When Barbara Lee came up for confirmation as Director of the Department of Toxic Substances Control in July, 50 groups begged the California Senate Rules Committee and Senate pro Tem Kevin de León to put off a vote until Lee, who had been in office six months, took action to punish serial hazardous waste polluters, deny them permits, and force them to clean up communities under toxic assault.
The Rules Committee confirmed her anyway, but she got fair warning.
"There is this real perception that branch chiefs are very cozy with industry and therefore being too lenient," said de León. "We are looking for a change agent, a provocateur, not a protector of the status quo. We are looking for a disruptor."
The Senate leader said the Legislature would gut DTSC's budget next year if she failed to reform the deeply troubled agency. "You have to have accountability...at a minimum we need a stick," he said.
Based on a hard-hitting NBC4 investigative series on Boeing's derailing of the cleanuip of the Santa Susana Field Lab in Simi HIlls, it's time for that stick.
That's because Ms. Lee is oblivious to the very problem that de León identified -- her top managers work to protect polluters more than the public. In this case, Boeing. Ms. Lee is going along for the ride, agreeing with Boeing that contamination underneath a former Cold War government lab on a Simi Hills mountain is no threat to residents who live beneath. Indeed, it’s practically ready to turn into a playground.
But all the evidence points the opposite way: a radioactive and chemically contaminated nightmare. During the Cold War, chemical spills from 30,000 rocket tests soaked into the ground and water. Nuclear accidents and fires, including a partial nuclear meltdown in 1959, deposited contaminated fallout. Workers vented radioactive gas to the atmosphere for weeks.
Boeing is downplaying the extent of the risks to thousands of area residents that live beneath the site. Dozens living nearby suffer from cancer, and a federal study in 2007 established a 60 percent higher cancer risk among people living within two miles of the site compared to people living further away.
Ms. Lee essentially sided with Boeing in the NBC series' second story last week.
Boeing, which owns the majority of the site, has spent time and money hiring the best government-officials-turned-fixers that money can buy to overturn a state cleanup to the strictest standards for protection of human health. The government’s contractor at the site is pushing the idea that it’s safe to leave most of the contamination behind.
You would think that Ms. Lee, who at her confirmation hearing said that she was committed to bringing “daylight” to the agency, would quickly see through this charade. But, Boeing and her own top managers appear to be running circles around her.
In the NBC story on Boeing and its lobbyists, Lee claims that contamination from Santa Susana does not threaten anyone, though government documents and studies confirm contamination has spread to soil and groundwater outside the site’s boundaries.
"I don't believe there is a current exposure to communities," she told the NBC I-Team.
Former Cal EPA Secretary Linda Adams, who has worked for both Democratic and Republican governors and nearly won the battle for a thorough cleanup under Gov. Arnold Schwarzenegger until it was reversed under Gov. Jerry Brown, was aghast.
"I don't know how anyone could be saying that," Adams said. "All the evidence I've seen shows there is a threat." Contamination doesn’t stay at the top of a mountain, she said. It rolls downhill exposing the population beneath.
How Ms.
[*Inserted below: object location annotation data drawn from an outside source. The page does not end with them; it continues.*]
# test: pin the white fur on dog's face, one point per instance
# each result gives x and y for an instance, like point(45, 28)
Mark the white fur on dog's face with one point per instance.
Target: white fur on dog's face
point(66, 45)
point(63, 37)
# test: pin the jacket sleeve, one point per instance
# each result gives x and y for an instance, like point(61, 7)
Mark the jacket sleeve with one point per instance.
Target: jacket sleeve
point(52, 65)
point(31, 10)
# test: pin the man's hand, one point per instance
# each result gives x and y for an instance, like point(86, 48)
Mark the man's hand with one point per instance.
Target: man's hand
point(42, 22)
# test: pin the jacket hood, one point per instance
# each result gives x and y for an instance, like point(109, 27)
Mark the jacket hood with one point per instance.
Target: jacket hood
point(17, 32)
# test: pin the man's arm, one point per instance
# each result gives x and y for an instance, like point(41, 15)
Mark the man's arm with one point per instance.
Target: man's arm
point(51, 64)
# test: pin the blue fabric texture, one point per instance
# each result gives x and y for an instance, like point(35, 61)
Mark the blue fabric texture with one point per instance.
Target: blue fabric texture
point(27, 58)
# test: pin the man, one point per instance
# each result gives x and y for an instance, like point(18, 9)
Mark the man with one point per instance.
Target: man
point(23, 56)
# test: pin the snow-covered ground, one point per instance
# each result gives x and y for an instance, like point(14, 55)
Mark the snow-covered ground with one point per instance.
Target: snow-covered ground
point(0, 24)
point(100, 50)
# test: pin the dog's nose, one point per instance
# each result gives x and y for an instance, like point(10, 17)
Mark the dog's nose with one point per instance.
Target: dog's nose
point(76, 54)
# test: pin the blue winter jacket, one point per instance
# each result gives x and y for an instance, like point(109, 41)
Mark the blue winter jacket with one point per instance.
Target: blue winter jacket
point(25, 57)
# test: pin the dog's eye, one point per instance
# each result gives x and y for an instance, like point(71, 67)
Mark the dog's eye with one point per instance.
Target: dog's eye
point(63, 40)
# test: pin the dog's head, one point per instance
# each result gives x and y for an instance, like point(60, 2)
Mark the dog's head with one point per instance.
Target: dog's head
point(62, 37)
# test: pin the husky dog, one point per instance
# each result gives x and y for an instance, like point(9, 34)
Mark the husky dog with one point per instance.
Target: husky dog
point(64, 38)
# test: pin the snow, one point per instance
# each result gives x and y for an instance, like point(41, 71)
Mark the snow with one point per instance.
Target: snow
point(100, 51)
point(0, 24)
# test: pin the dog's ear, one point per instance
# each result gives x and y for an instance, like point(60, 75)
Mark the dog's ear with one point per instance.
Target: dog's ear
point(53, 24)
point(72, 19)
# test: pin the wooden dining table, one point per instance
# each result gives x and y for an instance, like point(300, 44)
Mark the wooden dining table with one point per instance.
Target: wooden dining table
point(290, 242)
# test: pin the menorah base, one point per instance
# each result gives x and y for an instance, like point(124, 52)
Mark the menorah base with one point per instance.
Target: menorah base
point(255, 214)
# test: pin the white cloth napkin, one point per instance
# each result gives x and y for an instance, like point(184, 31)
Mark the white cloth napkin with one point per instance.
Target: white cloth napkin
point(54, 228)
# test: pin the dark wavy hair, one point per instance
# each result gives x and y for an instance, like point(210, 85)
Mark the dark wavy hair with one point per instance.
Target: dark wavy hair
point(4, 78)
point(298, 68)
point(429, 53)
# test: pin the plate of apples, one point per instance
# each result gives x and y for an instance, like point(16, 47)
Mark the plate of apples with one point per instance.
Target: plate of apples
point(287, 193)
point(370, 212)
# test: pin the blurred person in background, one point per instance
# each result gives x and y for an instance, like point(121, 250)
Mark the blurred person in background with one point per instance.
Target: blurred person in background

Lee could equivocate on the amount of cleanup that needs to be done defies belief. Then again, she’s minimized and ignored the health threats from the mess that lead battery recycler Exide left behind in East Los Angeles. She essentially told CBS News that there was no public health emergency until kids were dropping in the street from lead poisoning. After claiming that only one property needed cleaning up quickly, Ms. Lee reversed position and admitted up to 10,000 homes near Exide could potentially need cleanup.
Ms. Lee has also taken no action to resolve a 2013 lawsuit against the DTSC filed by Consumer Watchdog, Physicians for Social Responsibility-LA, Committee to Bridge the Gap, and the Southern California Federation of Scientists. The groups sued DTSC and the Department for Public Health for allowing demolition of radioactively contaminated structures from the nuclear portion of the site and disposal of the waste in sites not licensed for radioactive waste disposal.
In the fight for proper cleanup, emails surfaced showing that Boeing used government officials turned fixers to pressure DTSC higher ups to allow the illegal disposal of radioactive debris from the site in unlicensed landfills and at recycling facilities in the area. A judge granted a preliminary injunction against Boeing’s removal of any more radioactive debris pending the outcome of the lawsuit.
When government appears to be in bed with the polluter, saving it money at the expense of public health, that’s not a win for anyone’s constituents in Simi Hills, East LA, or anywhere else that people are sick and dying because government looks the other way.